- Nationality: American

= Sam Parriott =

American drag racer

Sam Parriott is an American drag racer.

Driving a Cadillac-powered Kurtis-Kraft sports cars named City of Industry (variously a 1953 or 1963 Kurtis), Parriott won several NHRA national gasser titles.

In his 1953 Cadillac V8-powered Kurtis-Kraft 500S sports car, he took A/SP (A Production) at Oklahoma City, Oklahoma in 1958 (with a pass of 12.17 seconds at 122.44 mph), AM/SP (A Modified Production) at Detroit Dragway in 1960 (with a pass of 12.29 seconds at 130.62 mph), and at Indianapolis Raceway Park in 1961 (with a pass of 11.91 seconds at 128.20 mph) and 1962 (with a pass of 12.53 seconds at 111.80 mph).

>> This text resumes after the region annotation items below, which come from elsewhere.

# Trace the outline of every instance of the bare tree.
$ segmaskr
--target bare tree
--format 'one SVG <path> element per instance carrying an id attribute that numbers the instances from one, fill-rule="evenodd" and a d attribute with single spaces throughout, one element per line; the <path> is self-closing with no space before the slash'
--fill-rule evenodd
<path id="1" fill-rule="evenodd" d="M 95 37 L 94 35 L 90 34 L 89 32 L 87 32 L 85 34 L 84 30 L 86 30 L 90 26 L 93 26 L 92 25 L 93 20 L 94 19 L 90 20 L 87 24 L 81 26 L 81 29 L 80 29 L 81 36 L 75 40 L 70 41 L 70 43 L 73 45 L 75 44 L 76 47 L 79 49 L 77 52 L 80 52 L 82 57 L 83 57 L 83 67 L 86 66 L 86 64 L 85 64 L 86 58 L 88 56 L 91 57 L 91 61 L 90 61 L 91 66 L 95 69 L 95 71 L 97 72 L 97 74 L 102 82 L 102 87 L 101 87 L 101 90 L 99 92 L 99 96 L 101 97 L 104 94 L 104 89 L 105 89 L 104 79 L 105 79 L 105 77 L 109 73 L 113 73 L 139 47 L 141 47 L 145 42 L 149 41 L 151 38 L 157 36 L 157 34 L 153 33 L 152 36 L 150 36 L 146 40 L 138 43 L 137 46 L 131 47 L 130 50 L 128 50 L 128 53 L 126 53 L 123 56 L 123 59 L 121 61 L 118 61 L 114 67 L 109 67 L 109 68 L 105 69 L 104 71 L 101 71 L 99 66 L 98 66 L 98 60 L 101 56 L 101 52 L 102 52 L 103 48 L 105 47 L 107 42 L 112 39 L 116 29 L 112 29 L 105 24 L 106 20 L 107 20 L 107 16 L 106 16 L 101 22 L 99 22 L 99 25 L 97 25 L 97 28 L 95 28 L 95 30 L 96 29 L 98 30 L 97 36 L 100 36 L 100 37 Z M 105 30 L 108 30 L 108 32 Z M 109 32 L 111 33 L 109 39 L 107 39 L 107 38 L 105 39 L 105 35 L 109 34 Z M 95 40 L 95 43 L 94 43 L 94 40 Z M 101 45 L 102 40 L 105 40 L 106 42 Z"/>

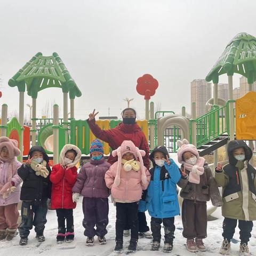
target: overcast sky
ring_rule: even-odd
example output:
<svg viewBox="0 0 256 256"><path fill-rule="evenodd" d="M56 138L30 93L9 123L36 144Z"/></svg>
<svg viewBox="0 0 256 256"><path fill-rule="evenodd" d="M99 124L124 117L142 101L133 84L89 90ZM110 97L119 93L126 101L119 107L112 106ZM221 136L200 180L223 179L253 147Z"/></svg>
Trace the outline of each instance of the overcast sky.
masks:
<svg viewBox="0 0 256 256"><path fill-rule="evenodd" d="M255 0L1 0L1 104L18 110L18 89L8 80L37 52L57 52L82 92L77 119L94 108L119 116L126 97L134 98L131 106L144 117L135 87L147 73L159 83L156 105L190 110L190 82L205 78L237 34L256 36L255 10ZM220 82L227 82L222 76ZM234 83L239 85L238 76ZM38 117L54 99L63 110L61 89L39 93Z"/></svg>

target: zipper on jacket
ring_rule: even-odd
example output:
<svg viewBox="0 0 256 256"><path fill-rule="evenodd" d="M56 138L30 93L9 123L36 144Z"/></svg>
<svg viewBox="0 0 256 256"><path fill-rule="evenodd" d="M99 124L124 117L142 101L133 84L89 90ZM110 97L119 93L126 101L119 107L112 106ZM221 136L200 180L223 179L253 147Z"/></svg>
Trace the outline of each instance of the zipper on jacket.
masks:
<svg viewBox="0 0 256 256"><path fill-rule="evenodd" d="M63 186L62 186L62 209L63 208L63 201L64 201L64 182L65 180L65 176L63 177Z"/></svg>
<svg viewBox="0 0 256 256"><path fill-rule="evenodd" d="M238 172L237 172L237 171L236 172L236 180L237 181L237 185L239 185Z"/></svg>

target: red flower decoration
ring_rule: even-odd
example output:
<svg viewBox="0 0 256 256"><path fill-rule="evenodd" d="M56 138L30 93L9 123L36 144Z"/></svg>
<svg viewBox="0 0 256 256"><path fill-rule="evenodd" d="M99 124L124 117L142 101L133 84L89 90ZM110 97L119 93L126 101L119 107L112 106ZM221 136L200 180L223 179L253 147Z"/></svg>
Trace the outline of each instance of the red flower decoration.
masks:
<svg viewBox="0 0 256 256"><path fill-rule="evenodd" d="M156 93L158 82L151 75L146 74L137 79L136 90L140 95L145 96L145 100L149 100Z"/></svg>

In his second car, a 1962 Kurtis-Kraft Aguila, powered by a supercharged big block Ford FE engine, Parriott won the national AAM/SP (A Modified Production supercharged) title at Indianapolis Raceway Park in 1964 with a 10.62/132.93 mph pass.

==Sources==
- Davis, Larry. Gasser Wars, North Branch, MN: Cartech, 2003, pp. 180–8.